Hermann was a slave chieftain named Armnius the Cherusci (He was much later re-named "Hermann" by Martin Luther). In the year 9 Hermann turned against his masters and led a ragtag army to victory over three Roman legions, thereby saving Germania from conquest. Rome was out, thanks to Hermann the German.
New Ulm's 32-foot-tall rendition of the warrior is the third largest copper statue in the United States (after the Statue of Liberty, then "Portlandia" in Portland, Oregon). The monument, which features Hermann atop a pedestal above a cupola supported by ten columns, is 102 feet tall. A spiral staircase winds around a 70-foot-tall center iron column up into the cupola.

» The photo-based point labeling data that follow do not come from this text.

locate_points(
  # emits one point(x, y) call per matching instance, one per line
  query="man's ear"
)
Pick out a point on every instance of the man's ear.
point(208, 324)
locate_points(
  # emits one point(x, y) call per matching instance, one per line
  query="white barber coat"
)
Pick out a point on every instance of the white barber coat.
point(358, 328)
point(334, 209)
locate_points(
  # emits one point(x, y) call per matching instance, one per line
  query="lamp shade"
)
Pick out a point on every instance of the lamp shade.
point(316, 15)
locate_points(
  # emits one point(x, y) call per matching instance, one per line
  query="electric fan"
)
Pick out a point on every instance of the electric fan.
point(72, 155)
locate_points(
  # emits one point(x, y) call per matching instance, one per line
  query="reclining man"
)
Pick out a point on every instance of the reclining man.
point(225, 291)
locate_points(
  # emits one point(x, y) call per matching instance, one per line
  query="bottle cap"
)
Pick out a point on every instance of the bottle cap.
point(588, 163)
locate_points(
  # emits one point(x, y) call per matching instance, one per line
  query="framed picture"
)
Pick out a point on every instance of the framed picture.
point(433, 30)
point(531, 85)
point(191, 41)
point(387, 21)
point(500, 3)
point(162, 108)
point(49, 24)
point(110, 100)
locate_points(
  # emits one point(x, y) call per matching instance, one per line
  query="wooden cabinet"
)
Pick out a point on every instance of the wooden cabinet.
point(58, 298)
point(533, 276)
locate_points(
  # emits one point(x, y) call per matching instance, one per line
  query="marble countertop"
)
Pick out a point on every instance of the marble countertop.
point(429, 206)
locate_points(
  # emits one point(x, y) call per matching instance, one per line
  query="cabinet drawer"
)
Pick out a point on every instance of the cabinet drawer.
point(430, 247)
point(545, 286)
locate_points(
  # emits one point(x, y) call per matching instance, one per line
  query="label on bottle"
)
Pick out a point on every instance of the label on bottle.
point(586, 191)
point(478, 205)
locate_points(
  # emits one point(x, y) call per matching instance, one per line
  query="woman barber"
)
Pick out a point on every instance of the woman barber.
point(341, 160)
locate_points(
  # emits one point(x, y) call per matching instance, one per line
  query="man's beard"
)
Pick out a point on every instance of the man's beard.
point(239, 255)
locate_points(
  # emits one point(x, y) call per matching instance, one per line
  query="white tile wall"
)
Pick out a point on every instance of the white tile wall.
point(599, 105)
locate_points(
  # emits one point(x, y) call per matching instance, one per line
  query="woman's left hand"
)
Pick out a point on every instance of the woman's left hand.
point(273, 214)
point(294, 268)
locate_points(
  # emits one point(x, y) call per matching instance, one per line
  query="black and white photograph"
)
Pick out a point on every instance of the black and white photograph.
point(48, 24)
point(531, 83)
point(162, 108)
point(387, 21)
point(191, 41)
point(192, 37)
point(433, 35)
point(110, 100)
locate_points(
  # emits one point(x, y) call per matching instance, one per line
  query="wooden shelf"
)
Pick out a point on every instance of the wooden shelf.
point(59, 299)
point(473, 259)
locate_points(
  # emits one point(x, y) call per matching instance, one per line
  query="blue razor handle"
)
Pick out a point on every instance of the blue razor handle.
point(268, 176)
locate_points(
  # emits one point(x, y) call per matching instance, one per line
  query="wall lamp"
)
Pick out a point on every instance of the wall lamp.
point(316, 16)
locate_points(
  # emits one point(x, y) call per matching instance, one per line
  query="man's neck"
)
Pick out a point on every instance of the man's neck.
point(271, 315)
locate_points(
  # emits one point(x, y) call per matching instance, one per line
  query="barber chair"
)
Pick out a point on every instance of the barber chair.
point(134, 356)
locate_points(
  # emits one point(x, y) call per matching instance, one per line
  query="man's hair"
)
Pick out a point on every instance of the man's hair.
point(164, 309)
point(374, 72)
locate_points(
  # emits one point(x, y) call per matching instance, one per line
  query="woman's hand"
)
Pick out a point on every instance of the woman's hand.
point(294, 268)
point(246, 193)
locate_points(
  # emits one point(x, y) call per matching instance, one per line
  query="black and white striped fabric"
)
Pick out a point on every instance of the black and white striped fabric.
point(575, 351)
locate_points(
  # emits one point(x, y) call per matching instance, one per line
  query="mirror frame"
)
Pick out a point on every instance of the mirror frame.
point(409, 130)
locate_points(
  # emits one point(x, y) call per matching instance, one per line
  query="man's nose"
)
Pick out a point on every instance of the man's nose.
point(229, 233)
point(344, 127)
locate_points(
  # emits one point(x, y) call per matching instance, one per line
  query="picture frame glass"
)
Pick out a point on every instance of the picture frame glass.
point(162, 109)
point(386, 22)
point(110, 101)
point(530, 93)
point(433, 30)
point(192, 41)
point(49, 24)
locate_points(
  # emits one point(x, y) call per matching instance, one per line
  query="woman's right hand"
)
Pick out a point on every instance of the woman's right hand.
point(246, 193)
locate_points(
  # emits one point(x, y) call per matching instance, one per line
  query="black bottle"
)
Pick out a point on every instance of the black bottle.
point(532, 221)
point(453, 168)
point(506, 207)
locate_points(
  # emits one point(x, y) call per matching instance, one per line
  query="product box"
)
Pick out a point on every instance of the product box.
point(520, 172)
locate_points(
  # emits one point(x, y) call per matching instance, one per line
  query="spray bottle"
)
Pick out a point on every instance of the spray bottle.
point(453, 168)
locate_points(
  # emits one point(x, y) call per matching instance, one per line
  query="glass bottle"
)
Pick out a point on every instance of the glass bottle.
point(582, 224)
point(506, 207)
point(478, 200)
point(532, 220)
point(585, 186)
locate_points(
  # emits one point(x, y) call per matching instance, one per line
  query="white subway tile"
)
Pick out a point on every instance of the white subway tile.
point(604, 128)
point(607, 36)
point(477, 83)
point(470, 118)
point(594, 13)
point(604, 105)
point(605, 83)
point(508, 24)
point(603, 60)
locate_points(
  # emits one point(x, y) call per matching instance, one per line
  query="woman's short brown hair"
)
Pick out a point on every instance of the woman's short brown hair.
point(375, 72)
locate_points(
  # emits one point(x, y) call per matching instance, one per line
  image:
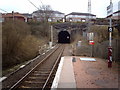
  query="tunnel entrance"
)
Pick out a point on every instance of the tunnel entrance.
point(63, 37)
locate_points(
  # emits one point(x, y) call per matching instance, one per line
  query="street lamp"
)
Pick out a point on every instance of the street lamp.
point(110, 30)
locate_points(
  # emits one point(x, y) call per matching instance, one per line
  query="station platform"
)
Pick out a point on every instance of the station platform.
point(65, 74)
point(84, 72)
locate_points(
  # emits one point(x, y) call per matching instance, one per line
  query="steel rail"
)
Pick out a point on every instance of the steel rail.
point(15, 85)
point(52, 69)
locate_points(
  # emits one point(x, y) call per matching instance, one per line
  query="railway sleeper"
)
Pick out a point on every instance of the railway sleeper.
point(31, 84)
point(38, 78)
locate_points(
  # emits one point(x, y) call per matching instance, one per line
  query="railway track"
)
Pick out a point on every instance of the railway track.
point(42, 75)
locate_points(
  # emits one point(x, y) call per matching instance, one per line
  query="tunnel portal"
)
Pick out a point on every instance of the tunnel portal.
point(64, 37)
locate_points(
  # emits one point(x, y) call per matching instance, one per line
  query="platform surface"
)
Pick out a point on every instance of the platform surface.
point(67, 79)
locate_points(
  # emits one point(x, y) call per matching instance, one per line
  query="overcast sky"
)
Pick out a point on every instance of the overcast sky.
point(98, 7)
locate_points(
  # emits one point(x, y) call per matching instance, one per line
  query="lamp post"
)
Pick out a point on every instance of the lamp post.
point(110, 30)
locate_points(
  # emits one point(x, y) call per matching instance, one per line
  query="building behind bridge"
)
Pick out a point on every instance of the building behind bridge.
point(80, 17)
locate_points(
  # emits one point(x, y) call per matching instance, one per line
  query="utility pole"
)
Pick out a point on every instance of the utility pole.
point(13, 15)
point(110, 29)
point(51, 36)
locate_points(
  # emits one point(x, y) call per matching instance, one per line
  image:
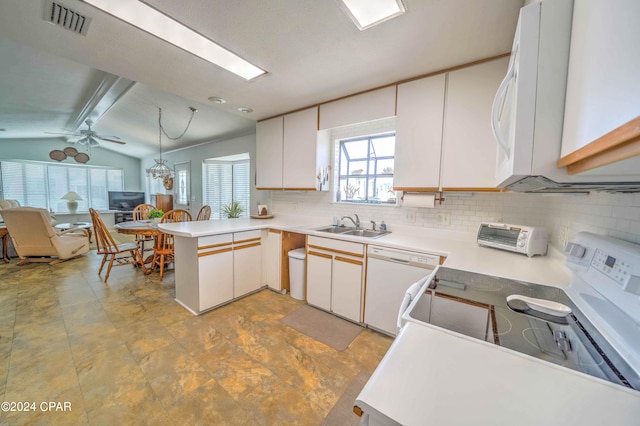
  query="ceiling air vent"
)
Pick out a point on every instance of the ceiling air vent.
point(59, 14)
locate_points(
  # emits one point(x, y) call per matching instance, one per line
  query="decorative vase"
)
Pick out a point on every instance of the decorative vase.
point(72, 205)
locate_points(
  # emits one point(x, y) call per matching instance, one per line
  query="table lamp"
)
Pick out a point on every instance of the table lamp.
point(72, 201)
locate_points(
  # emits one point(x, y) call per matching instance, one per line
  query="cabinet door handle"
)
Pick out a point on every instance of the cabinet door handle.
point(344, 259)
point(315, 253)
point(247, 246)
point(209, 253)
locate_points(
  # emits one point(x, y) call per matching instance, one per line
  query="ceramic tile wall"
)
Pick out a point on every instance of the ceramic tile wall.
point(617, 215)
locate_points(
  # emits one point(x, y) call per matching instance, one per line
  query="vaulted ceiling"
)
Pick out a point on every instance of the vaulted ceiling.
point(52, 79)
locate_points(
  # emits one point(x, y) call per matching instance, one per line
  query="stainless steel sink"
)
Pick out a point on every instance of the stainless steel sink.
point(348, 230)
point(366, 233)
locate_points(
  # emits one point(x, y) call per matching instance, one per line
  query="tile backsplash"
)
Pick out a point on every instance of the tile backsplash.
point(617, 215)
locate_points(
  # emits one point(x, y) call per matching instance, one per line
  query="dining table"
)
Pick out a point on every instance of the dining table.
point(143, 228)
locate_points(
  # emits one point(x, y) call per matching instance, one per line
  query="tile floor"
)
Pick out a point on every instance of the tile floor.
point(126, 353)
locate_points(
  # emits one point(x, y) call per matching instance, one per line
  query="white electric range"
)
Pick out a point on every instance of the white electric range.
point(477, 349)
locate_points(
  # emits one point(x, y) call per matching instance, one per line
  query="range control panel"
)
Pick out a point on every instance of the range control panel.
point(615, 268)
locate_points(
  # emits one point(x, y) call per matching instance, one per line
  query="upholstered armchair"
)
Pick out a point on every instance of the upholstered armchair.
point(35, 240)
point(7, 246)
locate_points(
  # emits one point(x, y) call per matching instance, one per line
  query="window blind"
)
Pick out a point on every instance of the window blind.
point(224, 182)
point(22, 181)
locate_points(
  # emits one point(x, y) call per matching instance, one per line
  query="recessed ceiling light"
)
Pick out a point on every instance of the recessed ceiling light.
point(148, 19)
point(367, 13)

After a century of harsh Minnesota winters, sharpshooting vandals, and a freak windstorm that sheared off one of his helmet wings -- which miraculously landed in the back yard of the mayor -- Hermann was suffering from battle fatigue. In 2003 the statue was taken down and refurbished, at a cost of $600,000. It was back in place by the end of 2004.
In 2013 New Ulm's Chamber of Commerce "discovered" a giant footprint that it said was made by Hermann, and mounted it to its outside wall. The footprint was obviously an exaggerated fake -- a classic roadside photo-op -- but the town promoted it too vigorously, and then had to admit its deception when the story went national.
Visitors to New Ulm should also plan to swing by the giant glockenspiel at N. 4th and Minnesota Streets -- a 45-foot-high tower with clockotronic characters. It bangs out carillon tunes daily at noon, 3 pm, and 5 pm.